In reproducible computational research, “all details of the computations — code and data — are made conveniently available to others” \citep{Donoho_2009}. Strictly speaking, a promise in a published paper to make code and/or data “available upon request” is not a reproducible practice: digital artifacts should already be in a suitable repository. For code, we have the framework of open-source software, with its licensing and tooling ecosystem. The case of data is, in many ways, different. Raw data are considered by US law as facts, and not protected by copyright. But the manner of “selection, coordination or arrangement” of data can be considered an original work, and copyright applies. Principles and practices for open data are better established than is the case for code, with several funding agencies now mandating a Data Management Plan as part of grant proposals.

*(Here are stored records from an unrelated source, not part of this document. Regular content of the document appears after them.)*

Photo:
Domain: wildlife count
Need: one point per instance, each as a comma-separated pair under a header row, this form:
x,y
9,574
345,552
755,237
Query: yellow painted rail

Good data management is a basic responsibility of all researchers, but it remained a fuzzy concept until recently. Through the coordinated work of representatives from interested communities (researchers, publishers, funders, archivists, and more), we now have the
FAIR Principles: digital artifacts of research should be Findable, Accessible, Interoperable and Reusable (FAIR,
https://www.force11.org/group/fairgroup/fairprinciples) for machines and for people
\citep{Wilkinson_2016}. These high-level principles guide technology choices, practices, and standards. For example, the Findable principle leads to the practice of describing data with metadata, assigning to it a unique and persistent identifier, and registering the data in a searchable index. To be Accessible, data should be retrievable at any time using its unique identifier. By being Interoperable, data can integrate with other data and with standard workflows, which means using a shared language in metadata. The Reusable principle implies that data products should be released with a standard reuse license—typically a Creative Commons Attribution license (CC-BY,
https://creativecommons.org/licenses/by/4.0/) or a Creative Commons public-domain dedication (CC0,
https://creativecommons.org/publicdomain/zero/1.0/). Of course, exceptions to sharing data must be made for research involving human subjects, when privacy concerns take precedent.